The high cost of health insurance is a major reason why the insured go without coverage, and Dwyer said the new company will encourage innovative ways of delivering healthcare, in an effort to bring down costs.
Right now, most physicians and hospitals are paid on a fee-for-service basis, which rewards the healthcare system for providing more care, whether or not the population gets healthier. Instead, Dwyer said he would like to use a capitation payment model, in which healthcare providers are paid to provide and manage all the care the patient needs, meet quality goals, and have a financial incentive to avoid unnecessary care.
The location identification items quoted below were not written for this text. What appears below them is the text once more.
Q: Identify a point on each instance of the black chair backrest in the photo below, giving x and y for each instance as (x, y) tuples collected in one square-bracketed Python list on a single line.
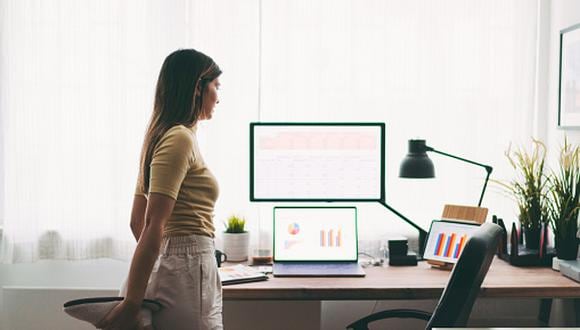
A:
[(465, 280)]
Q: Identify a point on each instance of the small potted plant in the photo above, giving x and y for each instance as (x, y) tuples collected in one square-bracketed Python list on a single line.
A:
[(564, 203), (529, 190), (236, 239)]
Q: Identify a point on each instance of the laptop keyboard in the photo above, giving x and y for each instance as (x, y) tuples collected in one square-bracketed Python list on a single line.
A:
[(323, 269)]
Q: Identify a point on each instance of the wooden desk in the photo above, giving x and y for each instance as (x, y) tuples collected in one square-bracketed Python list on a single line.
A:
[(420, 282)]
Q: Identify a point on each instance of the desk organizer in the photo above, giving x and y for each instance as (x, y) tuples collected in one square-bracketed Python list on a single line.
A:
[(517, 254)]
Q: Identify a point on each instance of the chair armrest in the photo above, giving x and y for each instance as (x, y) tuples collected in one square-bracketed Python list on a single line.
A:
[(363, 323)]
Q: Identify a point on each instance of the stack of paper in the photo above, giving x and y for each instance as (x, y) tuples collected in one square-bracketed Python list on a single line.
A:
[(240, 274)]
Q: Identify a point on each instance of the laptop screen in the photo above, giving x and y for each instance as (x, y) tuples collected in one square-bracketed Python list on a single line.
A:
[(447, 239), (315, 234)]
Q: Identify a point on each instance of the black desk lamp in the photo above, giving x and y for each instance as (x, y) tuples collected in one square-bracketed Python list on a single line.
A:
[(418, 165)]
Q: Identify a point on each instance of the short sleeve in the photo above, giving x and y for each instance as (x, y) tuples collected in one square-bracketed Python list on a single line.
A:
[(172, 158)]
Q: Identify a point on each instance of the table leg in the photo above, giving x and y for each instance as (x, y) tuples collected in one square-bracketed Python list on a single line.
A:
[(545, 309)]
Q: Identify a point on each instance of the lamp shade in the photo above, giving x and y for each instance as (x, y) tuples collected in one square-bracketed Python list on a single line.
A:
[(417, 164)]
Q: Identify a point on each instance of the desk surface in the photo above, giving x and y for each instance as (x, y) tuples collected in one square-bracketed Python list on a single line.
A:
[(420, 282)]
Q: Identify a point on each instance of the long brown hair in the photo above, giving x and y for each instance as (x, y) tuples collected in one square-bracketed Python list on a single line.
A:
[(178, 99)]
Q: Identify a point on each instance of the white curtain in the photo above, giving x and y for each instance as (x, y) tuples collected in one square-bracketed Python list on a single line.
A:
[(77, 81)]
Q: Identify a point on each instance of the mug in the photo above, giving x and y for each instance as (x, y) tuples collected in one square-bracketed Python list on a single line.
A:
[(220, 257)]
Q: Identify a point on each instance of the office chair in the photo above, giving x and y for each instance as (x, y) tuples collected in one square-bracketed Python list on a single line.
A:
[(459, 295)]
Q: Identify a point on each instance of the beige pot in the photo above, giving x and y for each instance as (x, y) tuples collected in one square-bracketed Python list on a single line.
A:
[(236, 246)]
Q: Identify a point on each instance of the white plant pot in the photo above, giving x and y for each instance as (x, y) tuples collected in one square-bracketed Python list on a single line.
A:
[(236, 246)]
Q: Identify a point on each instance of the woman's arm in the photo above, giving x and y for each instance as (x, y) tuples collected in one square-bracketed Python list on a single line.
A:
[(138, 215), (124, 316)]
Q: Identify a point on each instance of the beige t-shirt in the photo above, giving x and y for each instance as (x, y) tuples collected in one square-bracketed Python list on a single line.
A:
[(178, 171)]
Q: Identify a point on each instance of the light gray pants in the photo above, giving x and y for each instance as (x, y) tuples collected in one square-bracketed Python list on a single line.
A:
[(186, 282)]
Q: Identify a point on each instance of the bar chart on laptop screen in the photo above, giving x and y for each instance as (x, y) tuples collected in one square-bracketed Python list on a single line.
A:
[(316, 161), (324, 234)]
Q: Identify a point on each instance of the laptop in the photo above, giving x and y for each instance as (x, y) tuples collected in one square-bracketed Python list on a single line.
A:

“The fee for service model has not worked, and we want to work with providers that understand that,” Dwyer said.
He added that company would not try to grab market share by offering low-priced coverage. “We are going to put out competitive products that we believe will be different enough in their design, and in the entire value proposition, that a segment of the [healthcare provider] marketplace will be looking forward to partnering with us.”
That said, Dwyer does expect the new company to gain market share.
“We are telling people, ‘We are here to innovate and shake up the market, so give us a try.’” The new company is starting out with the idea that “Fee for service is broken and we want to change that model and pay for outcomes.” A key goal is engaging the patients in how to use the healthcare system efficiently and become involved in improving their own health.
Dwyer commented that better care “is not necessarily cheaper care. We don’t mind paying for centers of excellence. We don’t mind paying top dollar for certain services, but we want to know that it’s being done efficiently and effectively.”